To understand why the case’s backers were so cock-a-hoop, you must first know something about the long game being played by the religious right. The goal is to get back to a “soft” establishment of religion in America — that is, a system in which formal guarantees of religious freedom and the official separation of church and state remain in place, but one religion is informally or implicitly acknowledged as the “approved” religion of the majority and a legitimate basis for public policy.
This was more or less the situation in the United States during the first half of the 19th century. In 1811, the New York Supreme Court upheld a conviction for blasphemy (the archetypal union of church and state) on the grounds that the state had an interest in punishing offenses to the religious sensibilities of the Protestant majority. Back then, nativist Protestants imposed their version of the Bible in public schools, while Catholics rioted in protest and placed their children in parochial schools.
Through the 19th and 20th centuries, however, the judicial thinking on church-state issues evolved, and the “soft” establishment became much harder to justify. The United States Supreme Court introduced the “Lemon test,” for example. Named for a 1971 case the court heard, this required that legislation concerning religion should not result in “excessive government entanglement” with religious affairs. The Supreme Court also increasingly took the view that government should abstain from any activity wherein a reasonable observer might perceive it to be endorsing religion.
Today, groups like the A.D.F. — which also represents Conestoga Wood Specialties Corporation in its challenge to the contraception mandate in the Affordable Care Act — are deeply unhappy with the reigning jurisprudence on church-state separation. It would seem that they wish to undermine the Lemon test, which they consider “burdensome,” as a staging post to restoring a soft establishment of Christianity in the United States. This is where Greece v. Galloway comes in.

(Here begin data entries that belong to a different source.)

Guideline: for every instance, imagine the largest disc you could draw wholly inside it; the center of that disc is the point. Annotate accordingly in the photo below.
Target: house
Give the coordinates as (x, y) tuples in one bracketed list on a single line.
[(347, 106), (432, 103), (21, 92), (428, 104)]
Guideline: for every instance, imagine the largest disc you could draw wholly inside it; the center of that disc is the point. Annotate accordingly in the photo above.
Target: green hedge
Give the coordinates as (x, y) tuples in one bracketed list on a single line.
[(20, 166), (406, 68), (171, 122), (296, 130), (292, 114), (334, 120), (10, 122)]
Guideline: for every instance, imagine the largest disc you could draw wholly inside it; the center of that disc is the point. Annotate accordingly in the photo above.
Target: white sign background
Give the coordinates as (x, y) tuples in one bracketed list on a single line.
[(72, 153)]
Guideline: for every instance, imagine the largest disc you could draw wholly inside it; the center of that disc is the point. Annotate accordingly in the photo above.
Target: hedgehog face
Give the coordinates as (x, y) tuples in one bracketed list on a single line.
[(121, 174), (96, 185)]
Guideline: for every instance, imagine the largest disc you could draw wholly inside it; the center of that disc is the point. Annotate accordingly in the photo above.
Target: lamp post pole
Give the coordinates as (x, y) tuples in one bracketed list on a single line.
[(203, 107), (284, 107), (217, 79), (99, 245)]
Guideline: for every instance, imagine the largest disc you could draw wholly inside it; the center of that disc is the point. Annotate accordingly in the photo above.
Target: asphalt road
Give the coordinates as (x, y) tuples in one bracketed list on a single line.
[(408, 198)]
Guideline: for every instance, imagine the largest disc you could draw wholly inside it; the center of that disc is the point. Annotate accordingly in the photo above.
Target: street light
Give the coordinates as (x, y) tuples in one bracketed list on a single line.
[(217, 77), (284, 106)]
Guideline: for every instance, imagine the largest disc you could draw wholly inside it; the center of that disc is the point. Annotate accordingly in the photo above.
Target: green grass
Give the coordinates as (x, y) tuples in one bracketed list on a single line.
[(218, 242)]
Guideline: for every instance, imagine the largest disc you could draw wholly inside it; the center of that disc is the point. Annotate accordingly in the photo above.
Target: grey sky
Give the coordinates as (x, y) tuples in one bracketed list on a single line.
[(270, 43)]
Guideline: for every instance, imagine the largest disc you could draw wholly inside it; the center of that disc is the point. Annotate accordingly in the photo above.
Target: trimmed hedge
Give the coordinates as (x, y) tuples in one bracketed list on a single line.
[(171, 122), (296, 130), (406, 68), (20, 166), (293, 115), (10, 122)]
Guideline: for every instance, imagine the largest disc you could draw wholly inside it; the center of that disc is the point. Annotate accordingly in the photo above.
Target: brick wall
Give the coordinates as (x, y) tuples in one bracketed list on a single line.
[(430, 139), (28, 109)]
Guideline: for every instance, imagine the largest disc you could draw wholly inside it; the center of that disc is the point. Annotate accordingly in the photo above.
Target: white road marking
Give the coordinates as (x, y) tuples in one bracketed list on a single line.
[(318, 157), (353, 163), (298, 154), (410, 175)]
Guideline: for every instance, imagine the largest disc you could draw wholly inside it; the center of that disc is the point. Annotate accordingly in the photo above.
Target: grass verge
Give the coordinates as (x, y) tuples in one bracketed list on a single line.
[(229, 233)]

I think this is true, though I would add that there are many among the Christian right that want an establishment that is not nearly so soft. The “mainstream” Christian right includes unabashed theocratic dominionists like Bryan Fischer, who claims that only Christianity is protected by the First Amendment. Like the rest of the conservative movement, the Christian right has been driven even further to the right in recent years. This is almost certainly the result of their justifiable fear that they are losing their grip on society as LGBT people gain greater equality.